The goal of this project is to turn a sample of messy chess
tournament data into a readable, ingestible .csv format.
The .txt file containing the raw data can be found at the
following link.
The desired output of the data is to create a .csv file
with the following variables: player name, player state, total number of
points won, player’s pre-tournament ELO rating, and average ELO rating
of all the player’s opponents.
The first step is to import the data from the location above. The
data is initially read in as a single string, and a sample of the raw
data is printed out below using the substr function:
raw_data <- getURL('https://raw.githubusercontent.com/williamzjasmine/CUNY_SPS_DS/master/DATA_607/Projects/Project1/tournamentinfo.txt')
print(substr(raw_data, 1, 1000))
## [1] "-----------------------------------------------------------------------------------------\n Pair | Player Name |Total|Round|Round|Round|Round|Round|Round|Round| \n Num | USCF ID / Rtg (Pre->Post) | Pts | 1 | 2 | 3 | 4 | 5 | 6 | 7 | \n-----------------------------------------------------------------------------------------\n 1 | GARY HUA |6.0 |W 39|W 21|W 18|W 14|W 7|D 12|D 4|\n ON | 15445895 / R: 1794 ->1817 |N:2 |W |B |W |B |W |B |W |\n-----------------------------------------------------------------------------------------\n 2 | DAKSHESH DARURI |6.0 |W 63|W 58|L 4|W 17|W 16|W 20|W 7|\n MI | 14598900 / R: 1553 ->1663 |N:2 |B |W |B |W |B |W |B |\n-----------------------------------------------------------------------------------------\n 3 | ADITYA BAJAJ |6.0 |L 8|W 61|W 25|W 21|W 11|W 13|W 12|\n MI | "
Printing out the first 1,000 characters of the texts reveals a bit of
a mess, but it is clear that the file is broken up by lines given the
presence of the \n characters. The code chunk below splits
the raw_data line by line using the strsplit()
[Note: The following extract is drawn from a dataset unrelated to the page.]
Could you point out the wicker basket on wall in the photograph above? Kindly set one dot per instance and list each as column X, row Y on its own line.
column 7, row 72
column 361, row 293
function to create a character vector called
file_lines:
file_lines <-strsplit(raw_data, split="\n", fixed=TRUE)[[1]]
print(file_lines[1:10])
## [1] "-----------------------------------------------------------------------------------------"
## [2] " Pair | Player Name |Total|Round|Round|Round|Round|Round|Round|Round| "
## [3] " Num | USCF ID / Rtg (Pre->Post) | Pts | 1 | 2 | 3 | 4 | 5 | 6 | 7 | "
## [4] "-----------------------------------------------------------------------------------------"
## [5] " 1 | GARY HUA |6.0 |W 39|W 21|W 18|W 14|W 7|D 12|D 4|"
## [6] " ON | 15445895 / R: 1794 ->1817 |N:2 |W |B |W |B |W |B |W |"
## [7] "-----------------------------------------------------------------------------------------"
## [8] " 2 | DAKSHESH DARURI |6.0 |W 63|W 58|L 4|W 17|W 16|W 20|W 7|"
## [9] " MI | 14598900 / R: 1553 ->1663 |N:2 |B |W |B |W |B |W |B |"
## [10] "-----------------------------------------------------------------------------------------"
Looking at the first 10 lines outputted above, it is clear that the first four lines are header lines and contain no useful information. They are removed in the chunk below:
file_lines = file_lines[-1:-4]
file_lines[1:8]
## [1] " 1 | GARY HUA |6.0 |W 39|W 21|W 18|W 14|W 7|D 12|D 4|"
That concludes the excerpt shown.